To keep the areas dry, find the source of the water and fix it. Even if you have to put someone into the compartment close the hatch and run the hose over entire hatch from all angles. Your helper with a flashlight should be able to locate the leak.
All live wells, anchor lockers and storage areas need to be propped open and misted with straight bleach to kill any mildew or funguses that have started.
From now until you start fishing they should stay open to keep funk from growing again. Ropes including dock lines, tow lines and anchor line should be dunked in a bucket of bleach water to kill the nasty things growing on them.
After soaking well, pull them out in the yard or drive way to completely dry before putting them back. Now is the time to replace any frayed, rotted or unsound ropes.
This past fall fishing season you may have heard rattles that weren’t there before. If you can’t locate the rattle, get a screw driver and ensure all hardware screws are tight.
The usually loosen up on the bow rail, rod holders, dash panels and cleats.
If you notice water sneaking into your boat from somewhere unknown, it’s probably one of those loose fasteners and it will have to be resealed with 3M 101 sealant or equivalent.
Once your batteries are charged, if they are not sealed maintenance free pull the little vent caps off wearing gloves a goggles to see if the water level inside is full. If they are, good.

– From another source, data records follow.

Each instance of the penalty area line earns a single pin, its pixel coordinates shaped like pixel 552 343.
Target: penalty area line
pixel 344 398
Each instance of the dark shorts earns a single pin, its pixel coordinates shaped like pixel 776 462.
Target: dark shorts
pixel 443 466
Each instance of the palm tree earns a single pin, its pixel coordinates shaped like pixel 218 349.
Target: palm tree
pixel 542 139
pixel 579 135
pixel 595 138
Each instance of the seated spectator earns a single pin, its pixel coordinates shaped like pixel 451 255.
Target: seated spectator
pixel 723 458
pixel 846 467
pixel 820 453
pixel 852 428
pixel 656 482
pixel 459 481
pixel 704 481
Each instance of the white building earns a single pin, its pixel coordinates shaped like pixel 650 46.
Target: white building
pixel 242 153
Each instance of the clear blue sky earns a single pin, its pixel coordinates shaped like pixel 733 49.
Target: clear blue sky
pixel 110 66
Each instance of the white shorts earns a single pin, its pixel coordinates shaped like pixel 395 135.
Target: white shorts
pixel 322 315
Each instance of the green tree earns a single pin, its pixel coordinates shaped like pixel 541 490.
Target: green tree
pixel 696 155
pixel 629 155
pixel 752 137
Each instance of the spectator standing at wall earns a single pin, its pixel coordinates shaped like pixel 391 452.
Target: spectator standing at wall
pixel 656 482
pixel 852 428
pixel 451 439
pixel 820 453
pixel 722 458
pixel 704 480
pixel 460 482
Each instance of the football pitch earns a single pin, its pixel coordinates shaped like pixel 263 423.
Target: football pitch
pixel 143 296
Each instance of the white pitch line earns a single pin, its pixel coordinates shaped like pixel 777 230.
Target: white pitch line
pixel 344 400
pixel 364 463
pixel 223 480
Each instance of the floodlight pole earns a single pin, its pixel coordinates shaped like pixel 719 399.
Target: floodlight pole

But you may have to add some. Then recharge the ones you added water to. Check to see that every electrical circuit is functioning properly. Bulbs, gauges, blower, horn and radio etc. should be in working order. Also check to see that the motor’s power trim/tilt is functioning. Be sure not to start you engine until all hard freeze threats are gone.
Take a good look at the hull of the boat for any damage.
Below the waterline look for any areas there seeping water (usually brown) pay close attention to areas that surround thru-hulls, transducers, outdrives and shaft penetrations these streaks are bilge water and rainwater that is accumulating in your bilge. Brown streaks can also be seen at any random area on the hull.
Any time you see these signs of water seepage below the waterline while the boat is out of the water. That’s bad. If it’s a small crack in the hull, fiberglass repair is in order. If it is any other thru-hull, it will have to be taken out and resealed. This is important because if water is seeping out while boat is out of the water, much more water seeps in the boat when it is in water.
This one requires moderate mechanical skills but will save hundreds of dollars over a dealer doing it.
Checking and replacement of your sacrificial anodes. These are silver colored metals in various shapes and sizes.
They are designed to erode away over the season so your drive system and wiring doesn’t. All you need is the year, make and model of your motor to take to west marine, online or order them through me. They are simple to install you just loosen some screws, pull the old one off and put the new one in its place.
If you have an inboard or an inboard/outboard engine….buy a spare v belt for it. It’s worth its weight in gold. But don’t get it from a marine dealer…save some$$ and write down the numbers off the belt and go to an auto parts store.
And check any fluid levels such as oil, gear oil, power steering fluid and antifreeze if equipped.
Check your bottom paint if you have it and access what needs to be done. Touchup, recoats, or complete sand down. Do some research on some of the new bottom paints..They have come a long way and have ablative formulas that don’t need a full recoat ever year, just light touch up maybe. If you want a safe way to pull the boat off the trailer to make bottom paintings easier or to do some service on your trailer let me know I can help you with that.
Go through all required USCG safety equipment and ensure you have your flares(that are not expired), noise making device- horn, whistle, proper PFD’s for everyone on board, throwable flotation etc.
In closing, try to go over these items this month so when the day comes around you want to hit the water, you won’t have a mad dash to get her ship shape.